OpenAI and Microsoft revealed on Tuesday that they have evidence suggesting that last year, China’s DeepSeek exploited their AI models. The new Chinese chatbot, which has surprised the AI market over the past week and caused a significant drop in stock prices, reportedly used a known technique to reduce costs. The technique, called “distillation,” involves leveraging a large, established model by querying it and using its responses to train a smaller, learning model.
Microsoft admitted to Bloomberg that it is investigating whether DeepSeek’s bots took advantage of its services last fall. Meanwhile, OpenAI confirmed to the Financial Times that they have evidence of such intrusion. The companies’ terms of service prohibit this activity, but it is challenging to detect when it occurs. DeepSeek allegedly connected to these companies’ APIs, which allow other firms to use AI models in exchange for a fee, to create its own tool. “The problem arises when [you take it off a platform and] use it to create your own model with your own objectives,” a source from OpenAI told the FT.

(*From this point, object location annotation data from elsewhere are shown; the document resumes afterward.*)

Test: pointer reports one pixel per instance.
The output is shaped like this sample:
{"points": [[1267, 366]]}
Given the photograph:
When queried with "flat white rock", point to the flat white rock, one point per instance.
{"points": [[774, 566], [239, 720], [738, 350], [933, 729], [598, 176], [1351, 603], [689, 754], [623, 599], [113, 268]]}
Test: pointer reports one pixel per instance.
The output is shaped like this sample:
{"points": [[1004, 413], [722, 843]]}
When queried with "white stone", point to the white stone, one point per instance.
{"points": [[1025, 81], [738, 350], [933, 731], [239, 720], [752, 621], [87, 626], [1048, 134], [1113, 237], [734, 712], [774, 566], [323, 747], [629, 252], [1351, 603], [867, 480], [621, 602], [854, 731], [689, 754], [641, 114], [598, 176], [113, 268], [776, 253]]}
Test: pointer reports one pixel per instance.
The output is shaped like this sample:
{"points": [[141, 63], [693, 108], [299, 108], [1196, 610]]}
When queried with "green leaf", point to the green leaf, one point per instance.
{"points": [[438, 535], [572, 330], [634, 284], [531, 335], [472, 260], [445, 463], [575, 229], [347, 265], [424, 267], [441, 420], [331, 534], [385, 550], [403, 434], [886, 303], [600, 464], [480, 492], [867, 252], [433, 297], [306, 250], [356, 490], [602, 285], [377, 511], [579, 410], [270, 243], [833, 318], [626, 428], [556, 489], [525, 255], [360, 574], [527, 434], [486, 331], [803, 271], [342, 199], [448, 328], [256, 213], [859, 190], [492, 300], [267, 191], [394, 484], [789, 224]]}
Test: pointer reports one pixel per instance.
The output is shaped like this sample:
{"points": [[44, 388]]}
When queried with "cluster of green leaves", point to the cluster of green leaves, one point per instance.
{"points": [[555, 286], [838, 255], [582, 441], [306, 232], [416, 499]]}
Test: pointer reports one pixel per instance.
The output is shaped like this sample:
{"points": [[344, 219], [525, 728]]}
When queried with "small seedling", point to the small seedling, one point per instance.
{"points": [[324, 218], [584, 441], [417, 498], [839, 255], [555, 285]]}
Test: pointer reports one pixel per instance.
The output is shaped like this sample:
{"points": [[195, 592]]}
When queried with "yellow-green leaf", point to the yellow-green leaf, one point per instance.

By doing this, DeepSeek presumably bypassed the expensive human reinforcement needed for these models, giving it a competitive advantage. The new AI czar in the Trump administration, David Sacks, told Fox News that there was “substantial evidence” that DeepSeek had engaged in this intellectual property theft, although he did not provide any proof. “There’s a technique called distillation, where one model learns from another and siphons knowledge,” he said, adding, “I don’t think OpenAI is very happy about that.”
In a statement following Sacks’ comments, OpenAI confirmed their suspicions: “We know that companies based in China (and other countries) are constantly attempting to distill from leading U.S. companies.” The company called for the new Trump administration’s support, which is already engaged in a global trade war, to assist in this new battle.
At the same time, OpenAI continues to fight its own copyright infringement accusations in court, with cases brought by artists and companies like The New York Times. These accusations stem from OpenAI’s initial training of its models using all content available online, including protected works, articles, and books.